Under the Bill, applicants will be required to submit reports and letters from the provincial Minister of Health, Minister of Public Safety, the local municipality, the local police, and health professionals, as well as research, statistics, information on trends and other data, and also, significantly, reports on consultations held with a "broad range of community groups from the municipality," including a summary of the opinions expressed, copies of all written submissions, and submissions on what applicants intend to do about those community concerns. All in all, there are 26 (or more, depending on how you count it) complex, costly, and onerous conditions that must be fulfilled before the Minister will even consider whether or not to grant an exemption.
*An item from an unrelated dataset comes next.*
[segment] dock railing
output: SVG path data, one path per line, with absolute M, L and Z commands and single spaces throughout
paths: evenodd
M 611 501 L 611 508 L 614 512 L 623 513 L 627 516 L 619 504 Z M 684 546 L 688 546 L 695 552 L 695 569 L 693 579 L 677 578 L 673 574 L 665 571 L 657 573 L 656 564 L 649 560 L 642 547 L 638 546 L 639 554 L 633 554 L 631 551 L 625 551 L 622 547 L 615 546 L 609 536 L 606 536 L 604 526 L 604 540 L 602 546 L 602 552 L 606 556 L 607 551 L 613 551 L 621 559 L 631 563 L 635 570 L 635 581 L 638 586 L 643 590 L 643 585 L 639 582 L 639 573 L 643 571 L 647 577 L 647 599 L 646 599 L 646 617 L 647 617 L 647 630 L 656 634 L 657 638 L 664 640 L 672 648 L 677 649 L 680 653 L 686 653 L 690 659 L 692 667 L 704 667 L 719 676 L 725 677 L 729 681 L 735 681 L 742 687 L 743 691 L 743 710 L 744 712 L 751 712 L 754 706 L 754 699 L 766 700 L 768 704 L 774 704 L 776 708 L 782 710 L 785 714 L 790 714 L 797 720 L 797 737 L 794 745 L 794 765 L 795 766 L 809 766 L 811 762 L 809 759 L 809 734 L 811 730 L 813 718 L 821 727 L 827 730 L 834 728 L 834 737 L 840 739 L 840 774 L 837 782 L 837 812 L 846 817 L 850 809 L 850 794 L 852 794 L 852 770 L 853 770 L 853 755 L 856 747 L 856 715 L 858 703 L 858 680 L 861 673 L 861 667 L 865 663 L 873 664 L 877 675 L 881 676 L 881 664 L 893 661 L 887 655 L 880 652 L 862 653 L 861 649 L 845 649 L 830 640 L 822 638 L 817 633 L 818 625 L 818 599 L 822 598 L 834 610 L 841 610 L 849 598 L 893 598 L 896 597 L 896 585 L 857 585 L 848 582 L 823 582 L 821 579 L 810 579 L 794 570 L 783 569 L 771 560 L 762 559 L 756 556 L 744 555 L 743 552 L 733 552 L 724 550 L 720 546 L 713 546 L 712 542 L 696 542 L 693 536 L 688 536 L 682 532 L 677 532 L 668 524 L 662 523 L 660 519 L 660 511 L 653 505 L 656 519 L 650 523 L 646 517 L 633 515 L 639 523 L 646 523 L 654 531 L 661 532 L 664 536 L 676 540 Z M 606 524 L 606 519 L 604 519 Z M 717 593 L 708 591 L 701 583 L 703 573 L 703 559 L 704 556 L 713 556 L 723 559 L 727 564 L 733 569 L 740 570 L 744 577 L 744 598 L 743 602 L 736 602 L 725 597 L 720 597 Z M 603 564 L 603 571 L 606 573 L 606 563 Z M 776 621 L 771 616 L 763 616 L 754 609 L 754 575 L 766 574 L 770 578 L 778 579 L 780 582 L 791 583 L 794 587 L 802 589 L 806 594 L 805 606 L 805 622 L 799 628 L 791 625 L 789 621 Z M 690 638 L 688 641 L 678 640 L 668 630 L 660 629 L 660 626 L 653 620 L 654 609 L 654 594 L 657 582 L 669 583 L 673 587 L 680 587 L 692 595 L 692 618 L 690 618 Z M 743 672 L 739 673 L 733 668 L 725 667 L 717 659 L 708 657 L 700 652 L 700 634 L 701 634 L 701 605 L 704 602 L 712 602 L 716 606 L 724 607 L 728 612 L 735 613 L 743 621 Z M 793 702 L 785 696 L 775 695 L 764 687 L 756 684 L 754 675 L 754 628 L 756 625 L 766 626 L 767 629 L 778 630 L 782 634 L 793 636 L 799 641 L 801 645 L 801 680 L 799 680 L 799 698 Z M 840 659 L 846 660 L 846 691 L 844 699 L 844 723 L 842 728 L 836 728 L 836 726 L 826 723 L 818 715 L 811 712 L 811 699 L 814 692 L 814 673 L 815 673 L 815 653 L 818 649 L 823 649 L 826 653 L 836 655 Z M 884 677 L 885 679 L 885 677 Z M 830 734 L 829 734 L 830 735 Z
One might argue, "What is wrong with having stringent requirements for setting up places where, after all, illicit drugs are going to be consumed?" Doesn't that ensure that these clinics are safer?

On the face of it, the requirements do not appear unreasonable. But the Harper government is well aware of the societal benefits of these facilities. And so, it should advocate for their increased use, where justified. Instead, the government is erecting insurmountable obstacles in the way of anyone who may want to build a safe-injection site.

The truth is that Bill C-65 is not intended to ensure improved safety in the creation of safe-injection clinics. The real intention behind the Bill is to stop any such attempts dead in its tracks.

On the same day the government introduced the Bill, it also started a political public campaign to oppose the building of safe injection clinics anywhere.

Jenny Byrne, the Conservative party's main tactician, posted a fear-mongering, misleading message on the Conservative party's web-site. The posting, entitled, "Keep heroin out of our backyards," both misinforms and misleads the public, and capitalizes on fears based on insufficient information. It suggests to readers that such clinics are about to be set up in every neighbourhood in the country (which is simply untrue), and aims to collect the names of those opposed to such facilities, to allow for the most efficient and effective opposition, should there be a proposal for a safe-injection facility in any municipality. The message from the posting is clear: "We are totally against such clinics, and we've introduced the bill to make it harder for similar facilities to be set up elsewhere in the country."

It's a sad but unsurprising position and tactic by the Conservative government.

Instead of leading, the Conservative government puts up roadblocks.

Instead of increasing public safety and reducing harm, the Harper government perpetuates the conditions that lead to greater harm and risk to public safety.

Instead of implementing preventative measures that will reduce public spending in the long-run, the Conservative government adopts punitive, harmful policies that will cost us more.

Instead of educating and informing the public about the truth behind addictions, harm reduction, and the benefits of such facilities, the Conservatives engage in a campaign of misinformation and fear-mongering built on simplistic one-liners.

They introduce a Bill that may make it nearly impossible to build another safe-injection site.

The government surely knows that the law may not stand Charter scrutiny. But the Conservatives don't care about that. They will push ahead with the Bill because it makes it sound like they care about (some) Canadians.

But in doing so, the Harper government harms not only those with addictions, but all Canadians.

In the process, and as an added bonus, the Conservative government also flips its finger at the highest court in the land.